Descriptor myTable[256];

//Once, during initialization:

myTable[0] = setupDescriptor( diffuseTextureF );
myTable[1] = setupDescriptor( specularTextureG );

myTable[1] = setupDescriptor( diffuseTextureH );
myTable[2] = setupDescriptor( specularTextureI );

myTable[3] = setupDescriptor( diffuseTextureJ );
myTable[4] = setupDescriptor( roughnessmapK );

//Every frame:
size_t lastId = -1;
for( i < numObjects )
{
if( renderable[i]->GetMaterialId() != lastId )
SetGraphicsRootDescriptorTables( 4, myTable[renderable[i]->GetMaterialId()], 2 );
drawPrimitiveCmd( renderable[i] );
}


Or you can do set every descriptor on the fly, D3D11/GL style:

//Every frame:
size_t currentTableIdx = 0;
size_t lastId = -1;
for( i < numObjects )
{
if( renderable[i]->GetMaterialId() != lastId )
{
myTable[currentTableIdx] = setupDescriptor( renderable[i]->GetTexture0() );
myTable[currentTableIdx+1] = setupDescriptor( renderable[i]->GetTexture1() );
SetGraphicsRootDescriptorTables( 4, myTable[currentTableIdx], 2 );
currentTableIdx += 2;
}

drawPrimitiveCmd( renderable[i] );
}


The first method lets you reuse descriptors if it gets reused even they're not contiguous. The last method only gets to reuse descriptor if renderable and renderable[i-1] used the same resources. Plus it wastes performance setting them up every time they change.
And of course you can reduce the number of calls to SetGraphicsRootDescriptorTables by dynamically indexing the textures in the shader as shown in the samples, which is basically a much better version of D3D11's texture arrays (beware of hardware limits).

Edited by Matias Goldberg

##### Share on other sites

However, since you want to minimize the number of root signatures,

Do you mean go out your way to minimize or just avoid duplicates?

If you mean go out your way could you explain the logic as to why?

##### Share on other sites

The main issue with having too many Root Signatures, is that each time you change the Root Signature, you must bind everything again (RootCBV, RootSRV, Descriptor Tables, etc), since there is no warranty that the next Root signature will match that. And this applies even if the new signature has a RootCBV in the same root slot. This is driver/hardware dependent so you can't rely on the fact that it just work for you (in the case that you don't bind everything again which it does seem to work on some platforms/cases).

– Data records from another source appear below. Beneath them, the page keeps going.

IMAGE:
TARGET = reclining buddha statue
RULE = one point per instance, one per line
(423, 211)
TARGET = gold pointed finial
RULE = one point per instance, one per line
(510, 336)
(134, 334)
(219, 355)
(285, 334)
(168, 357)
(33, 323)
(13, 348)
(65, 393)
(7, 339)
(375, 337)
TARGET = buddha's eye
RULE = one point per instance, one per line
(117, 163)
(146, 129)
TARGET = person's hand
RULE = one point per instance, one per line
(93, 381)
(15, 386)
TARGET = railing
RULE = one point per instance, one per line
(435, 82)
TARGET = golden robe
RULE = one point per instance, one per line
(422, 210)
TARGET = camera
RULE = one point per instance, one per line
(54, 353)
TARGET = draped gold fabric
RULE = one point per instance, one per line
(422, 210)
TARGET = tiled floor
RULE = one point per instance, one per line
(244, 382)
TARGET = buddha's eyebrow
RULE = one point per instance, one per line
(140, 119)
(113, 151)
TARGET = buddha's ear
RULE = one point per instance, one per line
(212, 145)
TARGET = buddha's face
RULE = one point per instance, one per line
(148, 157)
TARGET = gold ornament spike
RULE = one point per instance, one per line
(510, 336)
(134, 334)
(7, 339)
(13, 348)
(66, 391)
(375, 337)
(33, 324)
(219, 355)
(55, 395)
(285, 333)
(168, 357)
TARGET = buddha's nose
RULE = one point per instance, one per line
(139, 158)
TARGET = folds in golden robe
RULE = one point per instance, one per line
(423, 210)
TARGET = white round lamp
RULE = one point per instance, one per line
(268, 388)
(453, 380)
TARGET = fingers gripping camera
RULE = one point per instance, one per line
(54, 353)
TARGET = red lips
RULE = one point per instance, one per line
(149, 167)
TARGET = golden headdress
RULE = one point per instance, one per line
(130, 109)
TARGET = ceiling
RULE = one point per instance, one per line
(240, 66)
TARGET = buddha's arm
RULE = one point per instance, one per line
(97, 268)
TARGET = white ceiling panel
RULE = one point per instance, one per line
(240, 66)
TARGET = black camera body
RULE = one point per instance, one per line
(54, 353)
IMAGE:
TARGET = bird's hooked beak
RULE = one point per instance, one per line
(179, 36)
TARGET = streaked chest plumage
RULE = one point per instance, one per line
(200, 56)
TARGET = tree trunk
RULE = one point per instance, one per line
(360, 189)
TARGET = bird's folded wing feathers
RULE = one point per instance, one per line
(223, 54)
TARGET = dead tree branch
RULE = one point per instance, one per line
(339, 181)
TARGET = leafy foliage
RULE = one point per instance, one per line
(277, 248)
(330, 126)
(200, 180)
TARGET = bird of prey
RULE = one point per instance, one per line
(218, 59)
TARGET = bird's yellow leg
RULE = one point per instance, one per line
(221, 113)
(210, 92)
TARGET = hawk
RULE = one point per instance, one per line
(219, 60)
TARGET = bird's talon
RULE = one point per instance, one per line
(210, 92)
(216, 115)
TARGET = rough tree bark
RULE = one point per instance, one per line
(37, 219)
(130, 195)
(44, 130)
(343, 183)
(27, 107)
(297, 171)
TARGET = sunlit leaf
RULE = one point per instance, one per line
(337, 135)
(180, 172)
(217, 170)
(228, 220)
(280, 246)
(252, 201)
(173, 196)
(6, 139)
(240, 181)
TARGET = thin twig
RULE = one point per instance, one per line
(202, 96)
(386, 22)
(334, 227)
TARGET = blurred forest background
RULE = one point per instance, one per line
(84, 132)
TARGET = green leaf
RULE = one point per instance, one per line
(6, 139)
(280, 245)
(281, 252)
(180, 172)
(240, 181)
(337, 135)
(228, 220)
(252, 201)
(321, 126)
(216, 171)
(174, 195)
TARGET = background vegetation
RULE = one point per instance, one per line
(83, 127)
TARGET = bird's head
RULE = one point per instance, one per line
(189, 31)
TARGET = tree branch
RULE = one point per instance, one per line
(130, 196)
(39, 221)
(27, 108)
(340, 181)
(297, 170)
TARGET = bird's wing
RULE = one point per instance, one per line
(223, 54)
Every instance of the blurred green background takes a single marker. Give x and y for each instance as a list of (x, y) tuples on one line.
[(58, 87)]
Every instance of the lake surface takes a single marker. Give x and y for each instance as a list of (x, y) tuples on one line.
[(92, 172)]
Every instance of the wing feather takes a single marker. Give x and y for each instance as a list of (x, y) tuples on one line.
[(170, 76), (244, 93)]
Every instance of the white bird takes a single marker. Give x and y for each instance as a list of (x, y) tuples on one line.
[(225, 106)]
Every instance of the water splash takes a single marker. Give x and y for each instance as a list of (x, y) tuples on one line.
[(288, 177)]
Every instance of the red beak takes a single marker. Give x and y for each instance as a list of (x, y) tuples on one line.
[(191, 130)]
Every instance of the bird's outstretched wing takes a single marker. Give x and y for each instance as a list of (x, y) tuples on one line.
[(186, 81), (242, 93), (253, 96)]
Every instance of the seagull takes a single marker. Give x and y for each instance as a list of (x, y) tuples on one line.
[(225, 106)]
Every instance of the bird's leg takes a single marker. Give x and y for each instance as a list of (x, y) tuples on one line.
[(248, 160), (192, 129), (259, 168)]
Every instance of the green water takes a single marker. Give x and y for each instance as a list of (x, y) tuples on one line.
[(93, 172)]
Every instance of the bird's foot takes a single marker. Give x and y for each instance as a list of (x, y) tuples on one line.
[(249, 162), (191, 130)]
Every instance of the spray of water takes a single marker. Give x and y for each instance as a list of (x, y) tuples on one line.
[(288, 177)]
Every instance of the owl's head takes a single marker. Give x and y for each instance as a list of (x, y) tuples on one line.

Root Slots are not the same as the old slots of DX11 (like constant buffer or texture slot). Is not that you bind a CBV or a SRV to slot 0 and you can rely that is there for good.

A good approach is to have Root Signatures per usage. For example in my case I have 3 root signatures for meshes (one for DepthOnly/shadows, one for GBuffer and one for forward/material pass), so when I am going to render the shadows for the meshes, I just bind one root signature and I never change it for that pass.

There are cases like transparent meshes that are interleaved with particles that require two root signatures, but that is not the common case.

In the end, you shouldn't need more, at most, than a couple of dozens Root Signatures for your engine.

And about the root signature itself, using CBV in the root signature is fine, just as using root constants. In fact for instance data, or things that change per call is better to have it this way, otherwise you would need to modify the tables, but the root signature data is copied to the command list for each draw call, so if you the bigger it is the more expensive it gets. Remember that RootCBV takes 4 DWORDs, and tables only takes one DWORD.

On the GPU side of things, on some platforms, Constants in Root Sgnature can be cheaper than in a Constant Buffer (a CBV in the root or in a table) but it should never be slower. In the end is all about balance.

Note: SRV on the Root only work for buffers, not textures. So the only way to bind textures is using tables.

##### Share on other sites

As a follow up question:  Say I have two shaders that use slightly different resources.

2 Textures

1 CBuffer

1 Sampler

1 Texture

1 CBuffer

1 Sampler

Should I use the same root signature for these two shaders?  (One that strictly matches Shader A).  It seems like it would still work for Shader B, but it would have a place for an additional texture that the shader doesn't actually use.

Would I want to use the same root signature for B, or make one specific to its format?